Grande-duchesse à Karlsruhe : cour, guerres et survie politique

Le 10 juin 1811, la mort de Charles-Frédéric fait de Charles le grand-duc régnant ; Stéphanie devient grande-duchesse consort. À Karlsruhe, autour du château en éventail, elle tient une cour cultivée : protection des arts et des lettres, œuvres de charité, hospices, réceptions où se croisent voyageurs allemands et Français de passage. Les témoignages la décrivent pieuse, réservée, attentive aux devoirs de rang — souveraine de second plan, consciente que la Bade dépend des arbitrages de Vienne, de Paris puis de la coalition.

Les campagnes napoléoniennes et la chute de 1814-1815 éprouvent les États rhénans. Après Waterloo, le congrès de Vienne redessine l'Europe ; la Bade demeure grand-duché au sein de la Confédération germanique. Stéphanie ne rentre pas en France : les Bourbons n'ont guère d'indulgence pour les Beauharnais, et son titre allemand lui offre une ancre. Elle entretient une correspondance avec Hortense exilée, avec d'autres parents, et cultive une mémoire discrète du Premier Empire sans faire de la politique bonapartiste ouverte.

Les filles grandissent dans un climat de veille dynastique. Louise, aînée, est destinée aux alliances européennes ; Joséphine, cadette, portera le prénom de l'impératrice dans les cours allemandes. Le couple princier, qui avait démarré sous la contrainte napoléonienne, a trouvé une vie commune pendant que les projets matrimoniaux des enfants se précisent — avant qu'une mort soudaine au sommet du grand-duché ne bouleverse toute la maison.

Veuve, descendance européenne et longue traversée du XIXe siècle

Charles de Bade meurt le 8 décembre 1818, à trente-deux ans. Stéphanie, veuve à vingt-neuf ans, ne se remarie pas et conserve le titre de grande-duchesse douairière. Elle veille à l'éducation de Louise et Joséphine et au prestige résiduel de la cour. En août 1818, Louise avait épousé le prince héritier Gustave de Vasa — fils de l'ancien roi Gustave IV de Suède déchu —, union qui lie la maison de Bade à la future dynastie bernadotte suédoise. Joséphine épouse en 1824 Charles-Antoine de Hohenzollern-Sigmaringen ; leur fils Carol deviendra souverain puis roi de Roumanie en 1866, inscrivant durablement une branche beauharnaise-badoise dans la carte des trônes.

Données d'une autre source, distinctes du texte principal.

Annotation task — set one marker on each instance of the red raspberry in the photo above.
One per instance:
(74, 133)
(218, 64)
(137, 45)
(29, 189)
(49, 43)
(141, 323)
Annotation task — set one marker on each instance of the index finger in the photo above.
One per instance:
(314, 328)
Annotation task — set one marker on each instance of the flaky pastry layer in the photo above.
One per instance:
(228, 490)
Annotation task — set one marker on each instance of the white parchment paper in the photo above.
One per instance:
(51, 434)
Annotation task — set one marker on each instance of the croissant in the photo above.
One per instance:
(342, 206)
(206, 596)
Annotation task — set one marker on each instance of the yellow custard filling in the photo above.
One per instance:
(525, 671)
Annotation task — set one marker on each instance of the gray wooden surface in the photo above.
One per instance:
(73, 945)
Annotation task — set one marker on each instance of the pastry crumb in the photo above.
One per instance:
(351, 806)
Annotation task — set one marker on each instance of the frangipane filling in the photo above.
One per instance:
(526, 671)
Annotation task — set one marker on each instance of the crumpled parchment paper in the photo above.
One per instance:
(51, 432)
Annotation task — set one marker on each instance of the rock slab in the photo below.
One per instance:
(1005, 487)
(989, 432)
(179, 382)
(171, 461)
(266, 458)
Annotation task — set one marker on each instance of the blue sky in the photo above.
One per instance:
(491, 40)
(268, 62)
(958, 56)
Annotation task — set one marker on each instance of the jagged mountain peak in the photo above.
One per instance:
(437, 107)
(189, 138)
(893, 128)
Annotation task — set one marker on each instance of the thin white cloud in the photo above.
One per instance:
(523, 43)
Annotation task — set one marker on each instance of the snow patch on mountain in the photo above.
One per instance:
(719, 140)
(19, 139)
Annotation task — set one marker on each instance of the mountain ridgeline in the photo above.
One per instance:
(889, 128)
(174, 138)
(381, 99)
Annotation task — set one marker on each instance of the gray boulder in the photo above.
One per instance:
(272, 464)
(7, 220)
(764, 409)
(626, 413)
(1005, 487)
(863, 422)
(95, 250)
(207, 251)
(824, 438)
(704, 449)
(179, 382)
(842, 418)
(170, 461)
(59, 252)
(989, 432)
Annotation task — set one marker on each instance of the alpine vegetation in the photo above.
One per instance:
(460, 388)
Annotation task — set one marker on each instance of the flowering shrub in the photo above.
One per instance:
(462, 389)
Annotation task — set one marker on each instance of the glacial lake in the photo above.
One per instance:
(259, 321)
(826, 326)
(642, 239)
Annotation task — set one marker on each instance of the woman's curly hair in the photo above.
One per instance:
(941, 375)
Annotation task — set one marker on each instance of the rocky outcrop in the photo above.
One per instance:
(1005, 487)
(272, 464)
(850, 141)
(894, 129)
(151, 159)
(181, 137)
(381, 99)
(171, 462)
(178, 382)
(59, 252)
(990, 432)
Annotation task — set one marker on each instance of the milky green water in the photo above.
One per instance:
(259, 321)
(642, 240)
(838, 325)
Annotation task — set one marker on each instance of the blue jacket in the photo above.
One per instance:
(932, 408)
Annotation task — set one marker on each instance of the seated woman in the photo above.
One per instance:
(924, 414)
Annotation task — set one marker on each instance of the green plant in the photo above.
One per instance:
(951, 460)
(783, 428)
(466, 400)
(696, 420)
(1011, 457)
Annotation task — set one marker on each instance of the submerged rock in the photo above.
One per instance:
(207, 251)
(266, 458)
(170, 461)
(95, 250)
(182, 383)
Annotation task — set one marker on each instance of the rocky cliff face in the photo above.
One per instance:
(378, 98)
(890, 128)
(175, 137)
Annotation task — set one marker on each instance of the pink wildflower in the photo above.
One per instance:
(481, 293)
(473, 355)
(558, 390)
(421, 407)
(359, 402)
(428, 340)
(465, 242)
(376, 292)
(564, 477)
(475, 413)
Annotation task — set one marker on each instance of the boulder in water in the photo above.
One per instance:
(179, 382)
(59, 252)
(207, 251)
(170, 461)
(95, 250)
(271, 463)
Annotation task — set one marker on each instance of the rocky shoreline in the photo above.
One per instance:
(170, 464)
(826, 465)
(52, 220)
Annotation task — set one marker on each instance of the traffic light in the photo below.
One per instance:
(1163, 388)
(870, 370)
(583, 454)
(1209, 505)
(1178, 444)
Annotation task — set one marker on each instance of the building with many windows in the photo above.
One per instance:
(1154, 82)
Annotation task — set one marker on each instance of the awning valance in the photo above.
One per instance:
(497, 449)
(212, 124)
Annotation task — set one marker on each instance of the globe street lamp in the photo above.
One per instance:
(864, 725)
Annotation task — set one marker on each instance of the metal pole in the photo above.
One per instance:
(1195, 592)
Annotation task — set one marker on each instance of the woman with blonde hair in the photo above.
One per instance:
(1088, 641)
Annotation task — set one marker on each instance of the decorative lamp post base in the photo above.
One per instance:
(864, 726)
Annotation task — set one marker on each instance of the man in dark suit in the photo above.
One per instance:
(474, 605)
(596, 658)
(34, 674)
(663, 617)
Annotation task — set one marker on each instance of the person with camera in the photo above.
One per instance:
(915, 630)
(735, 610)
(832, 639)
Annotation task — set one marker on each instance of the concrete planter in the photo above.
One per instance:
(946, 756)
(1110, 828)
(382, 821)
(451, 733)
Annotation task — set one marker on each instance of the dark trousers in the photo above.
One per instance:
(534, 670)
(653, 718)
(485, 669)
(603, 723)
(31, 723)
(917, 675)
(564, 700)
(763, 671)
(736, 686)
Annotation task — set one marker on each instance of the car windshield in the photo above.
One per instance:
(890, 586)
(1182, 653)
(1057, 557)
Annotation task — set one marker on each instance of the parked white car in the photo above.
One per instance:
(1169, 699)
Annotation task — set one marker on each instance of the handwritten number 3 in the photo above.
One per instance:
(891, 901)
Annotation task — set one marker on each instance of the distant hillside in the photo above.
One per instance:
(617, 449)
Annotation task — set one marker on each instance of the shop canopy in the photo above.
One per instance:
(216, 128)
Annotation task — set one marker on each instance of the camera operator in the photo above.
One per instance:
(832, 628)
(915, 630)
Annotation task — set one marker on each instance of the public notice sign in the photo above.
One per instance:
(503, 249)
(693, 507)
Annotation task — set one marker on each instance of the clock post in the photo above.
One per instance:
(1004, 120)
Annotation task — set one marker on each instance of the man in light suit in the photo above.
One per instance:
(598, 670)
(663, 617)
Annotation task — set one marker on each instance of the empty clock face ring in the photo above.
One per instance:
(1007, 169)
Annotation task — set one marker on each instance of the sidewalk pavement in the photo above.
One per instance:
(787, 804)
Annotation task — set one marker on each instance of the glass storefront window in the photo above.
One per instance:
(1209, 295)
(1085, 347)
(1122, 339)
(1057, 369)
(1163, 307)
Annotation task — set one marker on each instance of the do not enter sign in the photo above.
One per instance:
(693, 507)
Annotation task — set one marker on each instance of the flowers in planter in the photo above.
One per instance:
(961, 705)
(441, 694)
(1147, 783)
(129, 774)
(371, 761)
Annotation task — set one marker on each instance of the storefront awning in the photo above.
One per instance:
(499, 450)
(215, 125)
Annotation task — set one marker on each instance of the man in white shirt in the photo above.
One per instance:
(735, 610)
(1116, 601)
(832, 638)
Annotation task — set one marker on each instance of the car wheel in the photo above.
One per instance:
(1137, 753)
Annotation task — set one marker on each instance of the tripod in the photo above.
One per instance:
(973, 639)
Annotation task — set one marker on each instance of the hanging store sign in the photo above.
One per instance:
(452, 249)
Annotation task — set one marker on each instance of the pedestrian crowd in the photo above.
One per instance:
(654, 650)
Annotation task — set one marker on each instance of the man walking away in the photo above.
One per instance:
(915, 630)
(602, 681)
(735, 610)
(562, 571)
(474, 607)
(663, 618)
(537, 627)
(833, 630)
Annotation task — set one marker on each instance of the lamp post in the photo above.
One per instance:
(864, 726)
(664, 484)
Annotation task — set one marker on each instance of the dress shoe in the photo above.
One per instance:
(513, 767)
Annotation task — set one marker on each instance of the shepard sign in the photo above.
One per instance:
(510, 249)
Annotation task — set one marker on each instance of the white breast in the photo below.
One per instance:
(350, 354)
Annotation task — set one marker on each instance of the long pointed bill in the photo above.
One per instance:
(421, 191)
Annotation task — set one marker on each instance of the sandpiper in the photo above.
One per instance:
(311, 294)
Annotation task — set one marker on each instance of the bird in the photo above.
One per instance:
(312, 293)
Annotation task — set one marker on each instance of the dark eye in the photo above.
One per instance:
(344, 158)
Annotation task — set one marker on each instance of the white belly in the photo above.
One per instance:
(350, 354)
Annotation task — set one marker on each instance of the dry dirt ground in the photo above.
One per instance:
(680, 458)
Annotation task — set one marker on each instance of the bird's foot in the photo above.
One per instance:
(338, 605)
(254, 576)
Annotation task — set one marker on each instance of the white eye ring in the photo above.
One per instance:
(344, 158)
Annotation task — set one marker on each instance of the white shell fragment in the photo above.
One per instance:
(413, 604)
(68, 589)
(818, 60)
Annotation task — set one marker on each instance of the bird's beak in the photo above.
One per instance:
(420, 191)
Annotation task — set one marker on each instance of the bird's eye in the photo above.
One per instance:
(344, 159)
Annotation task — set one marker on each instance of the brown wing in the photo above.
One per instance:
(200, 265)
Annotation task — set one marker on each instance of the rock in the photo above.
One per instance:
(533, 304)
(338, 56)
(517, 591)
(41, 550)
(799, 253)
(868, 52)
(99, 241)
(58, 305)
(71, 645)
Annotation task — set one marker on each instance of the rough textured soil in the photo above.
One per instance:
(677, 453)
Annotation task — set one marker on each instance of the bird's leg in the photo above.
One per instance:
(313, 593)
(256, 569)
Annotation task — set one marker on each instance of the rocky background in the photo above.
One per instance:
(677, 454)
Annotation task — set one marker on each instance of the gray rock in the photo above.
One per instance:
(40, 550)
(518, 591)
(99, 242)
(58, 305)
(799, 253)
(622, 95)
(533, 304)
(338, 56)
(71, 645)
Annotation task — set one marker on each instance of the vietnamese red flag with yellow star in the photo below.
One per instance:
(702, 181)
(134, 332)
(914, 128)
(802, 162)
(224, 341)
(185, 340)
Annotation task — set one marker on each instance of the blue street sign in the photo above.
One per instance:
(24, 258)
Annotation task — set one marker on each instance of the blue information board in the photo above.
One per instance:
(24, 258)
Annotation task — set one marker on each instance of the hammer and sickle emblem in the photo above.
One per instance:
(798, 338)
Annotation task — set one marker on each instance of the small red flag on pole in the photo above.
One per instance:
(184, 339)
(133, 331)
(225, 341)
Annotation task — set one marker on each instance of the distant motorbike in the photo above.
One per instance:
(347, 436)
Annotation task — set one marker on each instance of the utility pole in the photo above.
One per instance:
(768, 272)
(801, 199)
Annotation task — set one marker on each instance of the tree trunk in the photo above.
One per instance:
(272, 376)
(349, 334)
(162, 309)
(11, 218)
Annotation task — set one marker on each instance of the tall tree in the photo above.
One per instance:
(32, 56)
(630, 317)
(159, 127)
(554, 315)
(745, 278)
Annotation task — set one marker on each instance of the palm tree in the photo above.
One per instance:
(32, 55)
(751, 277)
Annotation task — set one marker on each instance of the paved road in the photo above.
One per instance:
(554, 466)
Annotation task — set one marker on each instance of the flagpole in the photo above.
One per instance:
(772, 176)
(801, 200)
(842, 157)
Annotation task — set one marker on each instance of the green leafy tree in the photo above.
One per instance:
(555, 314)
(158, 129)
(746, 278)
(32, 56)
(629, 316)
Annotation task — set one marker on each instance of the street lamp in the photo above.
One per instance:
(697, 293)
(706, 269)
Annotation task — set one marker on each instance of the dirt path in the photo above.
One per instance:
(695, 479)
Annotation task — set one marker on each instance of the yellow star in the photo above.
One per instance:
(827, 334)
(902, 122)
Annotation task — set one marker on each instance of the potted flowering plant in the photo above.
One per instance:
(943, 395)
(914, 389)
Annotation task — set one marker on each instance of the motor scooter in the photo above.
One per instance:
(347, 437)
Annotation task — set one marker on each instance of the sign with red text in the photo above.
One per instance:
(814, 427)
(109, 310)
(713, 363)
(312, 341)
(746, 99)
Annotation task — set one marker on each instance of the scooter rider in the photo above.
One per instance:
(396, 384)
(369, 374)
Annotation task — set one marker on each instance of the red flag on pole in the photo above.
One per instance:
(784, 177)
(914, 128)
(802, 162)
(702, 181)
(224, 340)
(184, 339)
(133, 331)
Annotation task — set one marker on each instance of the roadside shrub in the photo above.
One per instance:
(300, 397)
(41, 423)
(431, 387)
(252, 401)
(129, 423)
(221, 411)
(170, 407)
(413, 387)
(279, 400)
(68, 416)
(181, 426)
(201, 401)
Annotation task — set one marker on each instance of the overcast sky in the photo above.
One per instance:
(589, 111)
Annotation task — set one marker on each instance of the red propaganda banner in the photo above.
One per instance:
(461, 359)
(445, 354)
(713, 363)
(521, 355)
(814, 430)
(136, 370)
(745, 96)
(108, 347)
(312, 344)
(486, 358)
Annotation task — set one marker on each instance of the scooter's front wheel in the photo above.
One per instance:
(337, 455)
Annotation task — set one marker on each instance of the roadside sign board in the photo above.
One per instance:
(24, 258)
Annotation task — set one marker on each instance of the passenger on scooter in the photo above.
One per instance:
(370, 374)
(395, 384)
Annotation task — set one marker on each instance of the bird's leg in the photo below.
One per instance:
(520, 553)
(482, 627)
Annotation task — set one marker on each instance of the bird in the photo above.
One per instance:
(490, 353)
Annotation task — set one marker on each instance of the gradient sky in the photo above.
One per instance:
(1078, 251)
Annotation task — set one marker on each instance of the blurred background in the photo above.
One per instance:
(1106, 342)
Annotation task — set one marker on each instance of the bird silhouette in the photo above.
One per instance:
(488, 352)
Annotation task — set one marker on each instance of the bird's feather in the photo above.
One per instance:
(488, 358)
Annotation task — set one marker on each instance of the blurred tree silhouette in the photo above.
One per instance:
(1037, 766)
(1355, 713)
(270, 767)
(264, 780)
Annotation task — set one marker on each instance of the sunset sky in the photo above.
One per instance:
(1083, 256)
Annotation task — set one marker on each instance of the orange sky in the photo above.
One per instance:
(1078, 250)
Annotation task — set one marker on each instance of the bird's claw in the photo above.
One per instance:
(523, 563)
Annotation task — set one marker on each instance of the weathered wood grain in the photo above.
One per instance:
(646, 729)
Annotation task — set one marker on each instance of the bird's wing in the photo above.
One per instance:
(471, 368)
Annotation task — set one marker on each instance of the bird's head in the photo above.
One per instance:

Les révolutions de 1848 secouent la Bade : manifestations pour une constitution, affrontements, fuite momentanée de la famille souveraine régnante. Stéphanie observe les troubles depuis le château ; le grand-duché évite le pire que connaissent d'autres États. Elle vit ensuite la lente marche vers l'unification allemande sous influence prussienne — un monde où la Bade devient un Land parmi d'autres, loin de la rhétorique napoléonienne du Rhin.

En 1852, Louis-Napoléon Bonaparte devient Napoléon III ; le cousin retrouve un fil avec la France impériale. Stéphanie séjourne à Nice en 1859-1860, pour la santé ou le climat méditerranéen. Elle y meurt le 29 janvier 1860, à soixante-dix ans ; les obsèques ont lieu à Karlsruhe. Figure de transition entre la Révolution de 1789 et le Second Empire, elle incarne le destin d'une Versaillesienne devenue, par adoption et par mariage, ancêtre de princes scandinaves et balkaniques — sans jamais renier la double filiation Beauharnais et napoléonienne.